What the Controller Should Look Like After
class PlayersController < ApplicationController
before_action :set_player, only: [:show, :edit, :update, :destroy]
def index
@players = Players::FilterQuery.new(params).call
end
def show
@presenter = PlayerDashboardPresenter.new(@player)
end
def create
result = Players::SignPlayer.new(player_params, team_id: params[:team_id]).call
if result.success?
redirect_to result.player, notice: "Player signed"
else
@player = result.player
render :new, status: :unprocessable_entity
end
end
def update
if @player.update(player_params)
redirect_to @player, notice: "Player updated"
else
render :edit, status: :unprocessable_entity
end
end
def destroy
@player.destroy
redirect_to players_path, notice: "Player removed"
end
private
def set_player
@player = Player.find(params[:id])
end
def player_params
params.require(:player).permit(:name, :position, :age, :team_id)
end
end
What NOT to Do
- Don't put business logic in before_actions — they obscure the flow of an action.

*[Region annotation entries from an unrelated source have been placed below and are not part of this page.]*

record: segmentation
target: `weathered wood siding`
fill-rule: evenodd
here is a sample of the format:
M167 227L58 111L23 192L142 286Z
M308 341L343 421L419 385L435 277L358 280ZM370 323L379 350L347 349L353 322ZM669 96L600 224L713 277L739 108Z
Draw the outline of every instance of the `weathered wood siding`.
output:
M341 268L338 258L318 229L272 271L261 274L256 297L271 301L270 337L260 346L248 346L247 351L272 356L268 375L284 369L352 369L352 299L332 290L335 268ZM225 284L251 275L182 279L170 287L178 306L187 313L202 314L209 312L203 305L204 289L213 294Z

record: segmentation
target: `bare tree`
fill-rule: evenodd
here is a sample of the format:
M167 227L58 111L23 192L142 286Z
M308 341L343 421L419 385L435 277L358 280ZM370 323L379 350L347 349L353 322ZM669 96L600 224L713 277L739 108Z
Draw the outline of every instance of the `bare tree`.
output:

- Don't use instance variables to pass data between before_actions and actions in complex ways.
- Don't rescue broad exceptions in individual actions — use a concern or
rescue_from. - Don't add non-RESTful actions to a controller when a new controller would be clearer.
- Don't create deeply nested service call chains — one service per action is the goal.
- Don't move logic to private methods and call it refactored — private methods still live in the controller.